Glenn Heights Admits Zoning Doesn’t Match Land Use Map

Glenn Heights Future Land Use Map

GLENN HEIGHTS — For years, the City of Glenn Heights has grown under two different sets of guidelines.

One is outlined in its Future Land Use Map — the city’s official blueprint for where different types of development should go. The other is reflected in actual zoning decisions, made case by case, lot by lot, meeting by meeting.

On Tuesday night, city leaders publicly acknowledged for the first time that these two approaches have not matched, and that the gap has only grown over the past years.

“What we did was, we decided to change zoning and not stick to what we said the future land use was going to be,” Planning and Zoning Commissioner Austin Kelley told a joint session of the City Council and the commission. “Now, we’re in this predicament that we have decided, and we have changed zoning, and now it needs to match the future land use. Zoning and the future land use need to say the same thing.”

Kelley, who has served on the commission since 2010, said he’s seen the shift firsthand as the city approved subdivision after subdivision of tightly packed homes.

“I’ve seen high-density come in because we were building houses close together, zero lots, and trying to put more houses in more communities,” Kelley said. “What that has done is that has changed our zoning map, and it has not coincided with our future land use.”

A Map From 2023, A City That’s Kept Changing

The current Future Land Use Map was adopted in 2023. Since then, the city has seen a wave of residential rezoning cases, even as its population climbs toward 30,000, according to previous reporting by Glenn Heights Future.

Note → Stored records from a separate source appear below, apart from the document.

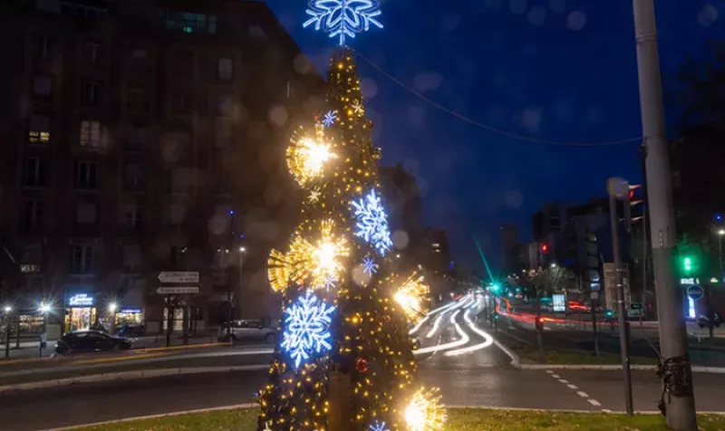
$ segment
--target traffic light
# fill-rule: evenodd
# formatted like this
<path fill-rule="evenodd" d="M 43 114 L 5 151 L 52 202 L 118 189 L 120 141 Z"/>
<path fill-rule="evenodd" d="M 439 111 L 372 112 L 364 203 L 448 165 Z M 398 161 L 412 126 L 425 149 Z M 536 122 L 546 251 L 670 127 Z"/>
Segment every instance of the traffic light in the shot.
<path fill-rule="evenodd" d="M 544 330 L 544 316 L 536 317 L 536 330 Z"/>
<path fill-rule="evenodd" d="M 643 198 L 636 197 L 635 191 L 638 188 L 642 188 L 641 184 L 629 186 L 629 194 L 627 195 L 627 202 L 624 203 L 624 227 L 627 230 L 627 234 L 632 233 L 632 222 L 636 222 L 637 220 L 641 220 L 644 216 L 643 208 L 642 210 L 643 213 L 642 215 L 638 215 L 634 217 L 632 216 L 632 207 L 644 203 Z"/>

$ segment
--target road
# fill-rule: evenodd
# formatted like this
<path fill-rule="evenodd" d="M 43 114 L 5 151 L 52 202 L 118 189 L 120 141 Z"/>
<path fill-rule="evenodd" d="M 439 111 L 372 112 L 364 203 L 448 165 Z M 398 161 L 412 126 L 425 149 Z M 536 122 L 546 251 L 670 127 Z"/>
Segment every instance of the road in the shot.
<path fill-rule="evenodd" d="M 459 305 L 433 313 L 413 331 L 421 341 L 419 377 L 425 386 L 441 388 L 444 403 L 624 410 L 620 372 L 517 370 L 489 332 L 477 324 L 475 304 Z M 249 358 L 208 355 L 204 360 L 236 364 Z M 8 393 L 0 395 L 0 423 L 4 429 L 34 431 L 250 403 L 265 379 L 265 371 L 209 373 Z M 635 371 L 633 380 L 635 408 L 655 410 L 661 394 L 654 373 Z M 725 375 L 696 374 L 694 384 L 701 411 L 725 409 Z"/>
<path fill-rule="evenodd" d="M 497 330 L 506 332 L 526 342 L 536 343 L 536 331 L 533 315 L 527 313 L 507 313 L 502 311 L 497 324 Z M 615 325 L 599 326 L 599 349 L 601 351 L 619 354 L 619 333 Z M 556 318 L 546 318 L 544 323 L 545 349 L 576 349 L 594 351 L 594 333 L 591 322 L 572 322 Z M 642 358 L 657 359 L 659 332 L 657 328 L 640 329 L 637 322 L 631 326 L 632 340 L 630 354 Z M 496 335 L 496 331 L 494 331 Z M 717 340 L 719 341 L 719 340 Z M 725 346 L 698 344 L 690 339 L 690 357 L 694 365 L 704 367 L 725 367 Z"/>

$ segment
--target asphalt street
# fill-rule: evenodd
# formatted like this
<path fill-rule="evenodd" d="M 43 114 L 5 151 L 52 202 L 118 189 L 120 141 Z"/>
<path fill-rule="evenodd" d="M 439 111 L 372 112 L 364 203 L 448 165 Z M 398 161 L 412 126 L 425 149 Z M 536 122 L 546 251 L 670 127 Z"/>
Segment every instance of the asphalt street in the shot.
<path fill-rule="evenodd" d="M 421 341 L 420 380 L 427 387 L 440 388 L 444 403 L 624 410 L 621 372 L 514 369 L 488 330 L 476 322 L 476 311 L 472 303 L 450 306 L 411 330 Z M 213 359 L 240 360 L 234 355 Z M 264 371 L 208 373 L 7 393 L 0 395 L 0 424 L 3 429 L 34 431 L 250 403 L 265 380 Z M 655 410 L 661 387 L 654 373 L 635 371 L 633 380 L 635 408 Z M 725 410 L 725 375 L 696 374 L 694 383 L 701 411 Z"/>

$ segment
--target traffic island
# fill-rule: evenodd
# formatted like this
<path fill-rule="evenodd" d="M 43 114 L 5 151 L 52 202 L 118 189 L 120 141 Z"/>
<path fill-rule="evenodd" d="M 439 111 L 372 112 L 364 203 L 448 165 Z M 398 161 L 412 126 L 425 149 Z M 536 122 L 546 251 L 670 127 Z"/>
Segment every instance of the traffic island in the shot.
<path fill-rule="evenodd" d="M 498 333 L 497 341 L 502 348 L 512 354 L 514 366 L 530 368 L 529 366 L 621 366 L 622 357 L 609 352 L 577 350 L 574 349 L 556 349 L 545 346 L 540 352 L 536 345 L 517 340 L 509 334 Z M 652 358 L 630 357 L 630 363 L 634 366 L 655 367 L 657 359 Z"/>
<path fill-rule="evenodd" d="M 139 420 L 116 421 L 91 426 L 64 428 L 74 431 L 130 431 L 154 429 L 164 431 L 193 431 L 209 429 L 256 429 L 256 408 L 236 408 L 176 414 Z M 725 416 L 701 415 L 701 430 L 725 429 Z M 659 415 L 624 415 L 611 413 L 575 413 L 541 410 L 499 410 L 486 408 L 450 408 L 444 430 L 551 430 L 614 431 L 667 429 L 664 418 Z"/>

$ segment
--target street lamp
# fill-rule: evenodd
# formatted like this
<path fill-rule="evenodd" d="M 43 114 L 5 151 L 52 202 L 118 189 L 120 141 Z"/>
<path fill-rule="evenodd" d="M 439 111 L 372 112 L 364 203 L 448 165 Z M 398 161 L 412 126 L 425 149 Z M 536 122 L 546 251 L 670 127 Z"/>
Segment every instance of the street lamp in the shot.
<path fill-rule="evenodd" d="M 720 250 L 720 276 L 722 277 L 722 237 L 725 236 L 725 229 L 718 229 L 718 249 Z"/>

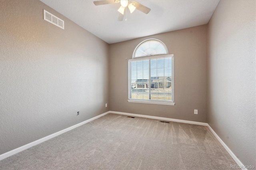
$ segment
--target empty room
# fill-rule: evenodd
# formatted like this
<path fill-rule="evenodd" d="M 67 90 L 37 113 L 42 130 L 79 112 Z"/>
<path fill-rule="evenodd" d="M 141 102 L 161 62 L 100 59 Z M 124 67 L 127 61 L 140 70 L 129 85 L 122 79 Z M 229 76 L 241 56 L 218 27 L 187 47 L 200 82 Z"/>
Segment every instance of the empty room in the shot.
<path fill-rule="evenodd" d="M 256 168 L 256 0 L 0 0 L 0 170 Z"/>

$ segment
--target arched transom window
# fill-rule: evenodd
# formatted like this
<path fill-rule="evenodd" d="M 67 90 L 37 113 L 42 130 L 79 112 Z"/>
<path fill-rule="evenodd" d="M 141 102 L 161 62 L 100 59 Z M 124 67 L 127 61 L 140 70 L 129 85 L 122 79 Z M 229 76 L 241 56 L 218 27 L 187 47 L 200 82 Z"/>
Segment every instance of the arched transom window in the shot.
<path fill-rule="evenodd" d="M 174 105 L 174 55 L 161 41 L 140 43 L 129 60 L 129 102 Z"/>
<path fill-rule="evenodd" d="M 133 58 L 168 54 L 167 48 L 164 43 L 158 40 L 149 39 L 137 46 Z"/>

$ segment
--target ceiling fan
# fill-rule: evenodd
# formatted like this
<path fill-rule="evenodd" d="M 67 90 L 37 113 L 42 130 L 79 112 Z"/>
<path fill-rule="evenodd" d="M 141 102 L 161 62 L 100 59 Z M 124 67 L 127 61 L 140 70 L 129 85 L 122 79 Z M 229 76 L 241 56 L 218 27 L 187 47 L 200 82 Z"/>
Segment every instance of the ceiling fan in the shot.
<path fill-rule="evenodd" d="M 136 2 L 132 1 L 130 2 L 129 0 L 101 0 L 93 2 L 95 5 L 106 5 L 106 4 L 119 2 L 121 4 L 121 6 L 118 10 L 120 12 L 118 20 L 118 21 L 123 20 L 125 10 L 127 9 L 127 6 L 131 13 L 132 13 L 136 9 L 146 14 L 148 14 L 148 12 L 151 10 L 150 8 Z"/>

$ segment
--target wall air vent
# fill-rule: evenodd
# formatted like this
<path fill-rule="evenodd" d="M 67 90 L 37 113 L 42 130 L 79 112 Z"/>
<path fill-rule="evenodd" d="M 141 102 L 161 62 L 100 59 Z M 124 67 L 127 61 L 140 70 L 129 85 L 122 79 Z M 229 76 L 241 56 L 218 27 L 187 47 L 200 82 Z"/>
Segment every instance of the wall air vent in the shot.
<path fill-rule="evenodd" d="M 44 10 L 44 20 L 64 30 L 64 21 Z"/>

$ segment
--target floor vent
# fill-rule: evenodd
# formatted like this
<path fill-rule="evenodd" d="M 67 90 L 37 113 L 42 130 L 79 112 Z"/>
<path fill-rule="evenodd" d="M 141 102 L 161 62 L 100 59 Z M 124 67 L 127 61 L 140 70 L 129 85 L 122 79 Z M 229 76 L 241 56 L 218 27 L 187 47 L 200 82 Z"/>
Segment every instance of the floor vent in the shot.
<path fill-rule="evenodd" d="M 163 123 L 170 123 L 170 122 L 168 121 L 159 121 L 160 122 L 162 122 Z"/>
<path fill-rule="evenodd" d="M 44 20 L 64 30 L 64 21 L 44 10 Z"/>

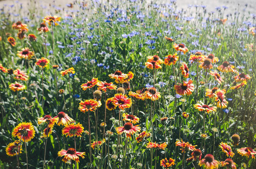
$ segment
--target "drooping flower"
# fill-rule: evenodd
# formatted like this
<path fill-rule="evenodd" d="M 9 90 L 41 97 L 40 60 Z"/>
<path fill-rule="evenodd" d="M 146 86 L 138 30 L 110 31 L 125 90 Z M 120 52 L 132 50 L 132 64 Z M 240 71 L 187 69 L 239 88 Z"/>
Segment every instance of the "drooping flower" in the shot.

Bester Munyaradzi, the city’s Director of Planning & Development Services, explained why that matters. The future land use map, she said, is intended as the city’s long-range vision, a document that guides developers, residents and staff toward what Glenn Heights wants to become. Zoning, by contrast, determines what can be built today, parcel by parcel.

The problem, Munyaradzi said, is that the two have not been “speaking the same language.” Typically, when a landowner applies to rezone property, the city should check the request against the future land use map to ensure it aligns with the broader vision. But, as Kelley’s comments indicate, that step has not always occurred.

Mayor Brown pressed for clarity on what, exactly, the council needed to decide. She said the immediate task was not to rewrite the city’s long-term vision from scratch, but to ensure the ordinance language and the map use consistent definitions — since the two currently differ. Developers and residents who reference the city’s future land use map, she said, should see something that matches the reality on the ground.

A Push Towards Glenn Heights Commercial Growth

Beyond the technical fix, Tuesday’s meeting revealed a broader philosophical shift at City Hall. After years of residential approvals, Mayor Brown said she now wants the city’s next chapter to focus more on retail and commercial development — even as previously approved housing projects continue to be built.

Her focus is clear: the roughly 35% of Glenn Heights’ 7.2 square miles that remain undeveloped, which she said should be zoned for commercial use moving forward.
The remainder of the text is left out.